Closed TimDiekmann closed 4 years ago

TimDiekmann commented 4 years ago

EDIT: Removed MemoryLayout<T> as #50 was closed.

While adding ReallocPlacement to get rid of grow_in_place and shrink_in_place I noticed, that neither of them returning a pointer, so the signatures can't be merged. If we restructure the signatures of AllocRef a bit, we'll get a more convenient interface.
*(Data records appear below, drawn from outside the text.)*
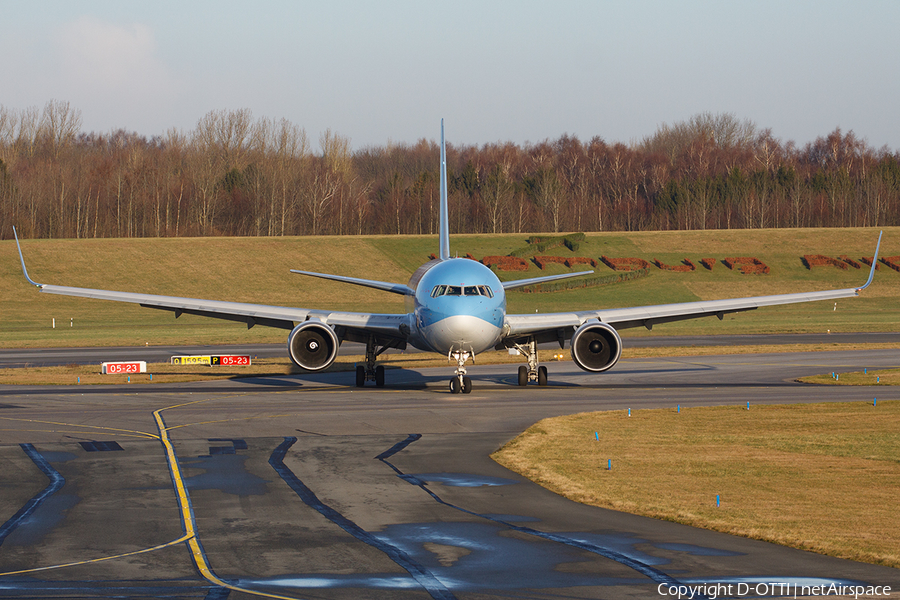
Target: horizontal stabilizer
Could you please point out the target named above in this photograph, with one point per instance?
(511, 285)
(395, 288)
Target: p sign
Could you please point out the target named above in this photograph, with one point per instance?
(119, 368)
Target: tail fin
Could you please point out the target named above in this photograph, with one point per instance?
(444, 227)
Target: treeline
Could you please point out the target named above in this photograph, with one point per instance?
(236, 175)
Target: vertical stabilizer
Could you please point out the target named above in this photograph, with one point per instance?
(444, 226)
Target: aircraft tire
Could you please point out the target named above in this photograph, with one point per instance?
(523, 375)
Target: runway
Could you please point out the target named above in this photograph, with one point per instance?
(304, 487)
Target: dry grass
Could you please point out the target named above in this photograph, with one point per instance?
(868, 377)
(257, 270)
(817, 477)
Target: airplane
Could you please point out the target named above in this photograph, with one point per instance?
(456, 307)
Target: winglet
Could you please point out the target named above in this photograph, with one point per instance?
(24, 270)
(444, 226)
(874, 265)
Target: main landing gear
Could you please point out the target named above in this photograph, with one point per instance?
(532, 372)
(371, 372)
(460, 383)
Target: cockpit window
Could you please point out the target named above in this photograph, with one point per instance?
(456, 290)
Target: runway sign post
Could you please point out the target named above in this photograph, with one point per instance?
(118, 368)
(224, 360)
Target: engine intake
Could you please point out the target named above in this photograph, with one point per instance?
(596, 347)
(313, 346)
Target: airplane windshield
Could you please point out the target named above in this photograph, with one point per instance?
(457, 290)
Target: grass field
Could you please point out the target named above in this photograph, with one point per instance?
(817, 477)
(867, 377)
(257, 270)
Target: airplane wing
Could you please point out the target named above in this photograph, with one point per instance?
(552, 326)
(390, 328)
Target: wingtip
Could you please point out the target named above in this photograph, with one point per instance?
(874, 264)
(22, 260)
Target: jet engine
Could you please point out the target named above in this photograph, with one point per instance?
(312, 345)
(596, 346)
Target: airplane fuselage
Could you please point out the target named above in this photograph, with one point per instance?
(459, 306)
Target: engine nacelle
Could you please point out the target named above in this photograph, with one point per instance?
(312, 345)
(596, 346)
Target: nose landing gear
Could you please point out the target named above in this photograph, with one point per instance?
(460, 383)
(532, 372)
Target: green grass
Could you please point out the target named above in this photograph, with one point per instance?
(816, 477)
(257, 270)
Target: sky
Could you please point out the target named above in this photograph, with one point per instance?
(386, 71)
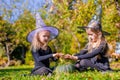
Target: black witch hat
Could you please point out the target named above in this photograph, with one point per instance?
(95, 22)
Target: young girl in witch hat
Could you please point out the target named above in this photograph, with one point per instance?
(94, 55)
(41, 52)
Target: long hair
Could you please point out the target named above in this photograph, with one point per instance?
(36, 43)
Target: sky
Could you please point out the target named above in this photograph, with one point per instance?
(14, 8)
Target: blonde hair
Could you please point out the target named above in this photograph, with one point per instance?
(36, 43)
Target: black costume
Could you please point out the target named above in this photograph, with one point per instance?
(42, 62)
(96, 59)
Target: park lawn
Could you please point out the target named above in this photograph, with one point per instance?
(17, 73)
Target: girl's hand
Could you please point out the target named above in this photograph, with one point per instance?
(68, 56)
(58, 55)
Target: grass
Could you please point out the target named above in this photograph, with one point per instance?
(17, 73)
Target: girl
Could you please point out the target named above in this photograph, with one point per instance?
(94, 55)
(41, 52)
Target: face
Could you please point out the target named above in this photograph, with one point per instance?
(92, 36)
(44, 36)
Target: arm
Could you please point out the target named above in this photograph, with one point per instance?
(37, 57)
(81, 52)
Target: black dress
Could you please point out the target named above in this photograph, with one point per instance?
(42, 62)
(96, 59)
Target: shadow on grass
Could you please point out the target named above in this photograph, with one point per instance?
(7, 72)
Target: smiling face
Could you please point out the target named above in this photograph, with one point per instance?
(44, 36)
(92, 35)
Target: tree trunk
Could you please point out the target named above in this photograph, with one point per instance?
(117, 6)
(8, 56)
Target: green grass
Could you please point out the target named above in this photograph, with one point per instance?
(16, 73)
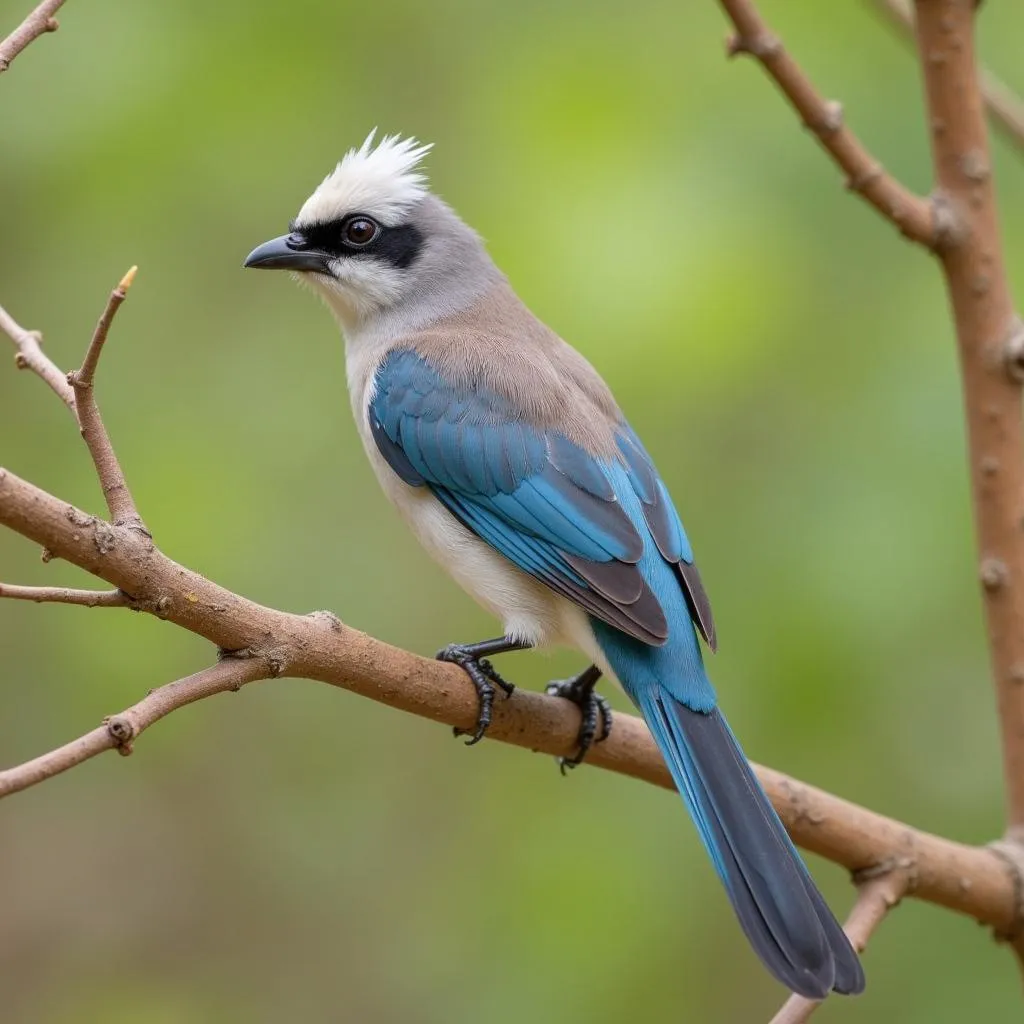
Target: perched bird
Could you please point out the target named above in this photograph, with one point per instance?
(507, 455)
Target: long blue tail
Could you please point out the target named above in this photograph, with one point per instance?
(779, 907)
(784, 916)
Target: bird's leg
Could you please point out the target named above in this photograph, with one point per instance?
(471, 657)
(580, 689)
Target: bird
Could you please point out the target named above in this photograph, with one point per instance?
(506, 454)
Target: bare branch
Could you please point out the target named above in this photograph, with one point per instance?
(31, 356)
(37, 24)
(112, 477)
(1006, 108)
(876, 897)
(119, 731)
(318, 646)
(864, 175)
(66, 595)
(987, 331)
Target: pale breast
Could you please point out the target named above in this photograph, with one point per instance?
(526, 608)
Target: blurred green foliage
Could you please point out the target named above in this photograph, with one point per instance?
(298, 853)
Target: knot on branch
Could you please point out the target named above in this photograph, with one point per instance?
(123, 731)
(1010, 850)
(1013, 351)
(948, 226)
(328, 620)
(829, 122)
(764, 46)
(905, 865)
(994, 574)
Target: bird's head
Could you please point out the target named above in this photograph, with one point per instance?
(372, 239)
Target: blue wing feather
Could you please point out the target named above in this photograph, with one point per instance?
(545, 503)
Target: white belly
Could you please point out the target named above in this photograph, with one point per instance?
(527, 610)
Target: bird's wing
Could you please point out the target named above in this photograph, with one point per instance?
(667, 528)
(536, 497)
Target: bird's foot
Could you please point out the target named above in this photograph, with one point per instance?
(580, 689)
(483, 676)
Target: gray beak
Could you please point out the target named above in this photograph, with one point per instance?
(287, 253)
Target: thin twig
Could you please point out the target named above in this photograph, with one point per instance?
(1006, 108)
(970, 880)
(987, 331)
(112, 477)
(876, 898)
(119, 731)
(864, 175)
(37, 24)
(67, 595)
(30, 355)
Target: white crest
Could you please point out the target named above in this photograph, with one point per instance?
(382, 180)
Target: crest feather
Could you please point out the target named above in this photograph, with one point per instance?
(383, 180)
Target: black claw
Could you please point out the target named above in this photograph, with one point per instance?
(580, 689)
(483, 676)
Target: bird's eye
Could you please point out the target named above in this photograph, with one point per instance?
(359, 230)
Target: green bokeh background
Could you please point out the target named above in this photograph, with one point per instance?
(297, 853)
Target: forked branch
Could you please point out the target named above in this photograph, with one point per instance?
(864, 175)
(877, 895)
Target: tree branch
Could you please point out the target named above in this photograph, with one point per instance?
(37, 24)
(1005, 107)
(912, 214)
(989, 337)
(318, 646)
(66, 595)
(112, 477)
(30, 355)
(119, 731)
(876, 897)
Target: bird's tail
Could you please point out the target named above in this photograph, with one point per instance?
(784, 916)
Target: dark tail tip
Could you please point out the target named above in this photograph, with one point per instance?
(781, 911)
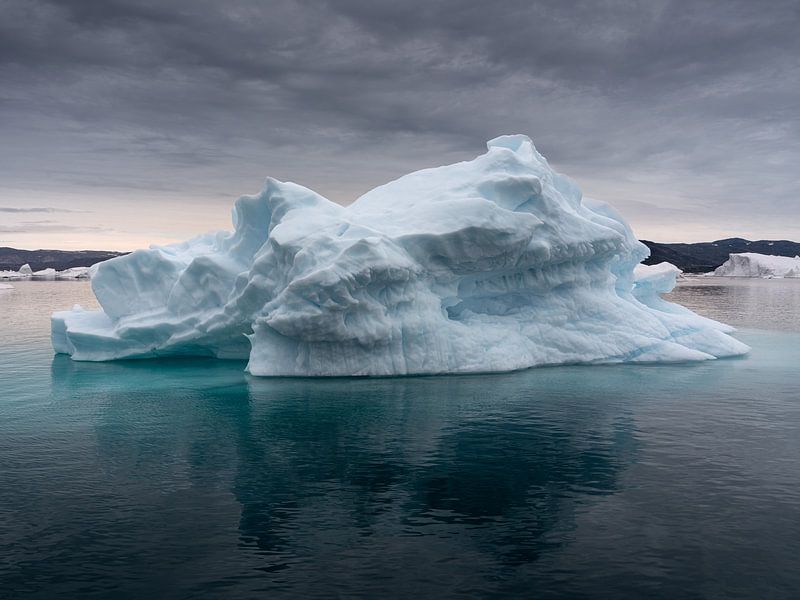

First, I'll introduce a new struct:

struct MemoryBlock {
    ptr: Unique<u8>,
    layout: Layout,
}

Now, the signatures of AllocRef can be changed:

pub unsafe trait AllocRef {
    fn alloc(
        &mut self,
        layout: Layout,
        init: AllocInit,
    ) -> Result<MemoryBlock, AllocError>;

    unsafe fn dealloc(&mut self, memory: MemoryBlock);

    unsafe fn grow(
        &mut self,
        memory: &mut MemoryBlock,
        new_size: usize,
        placement: ReallocPlacement,
        init: AllocInit,
    ) -> Result<(), AllocError> { ... }

    unsafe fn shrink(
        &mut self,
        memory: &mut MemoryBlock,
        new_size: usize,
        placement: ReallocPlacement,
    ) -> Result<(), AllocError> { ... }
}

This API feels much more rusty. It returns a block when allocating, it's passed as mutable reference, when it is changed, and it's moved out of scope when deallocating.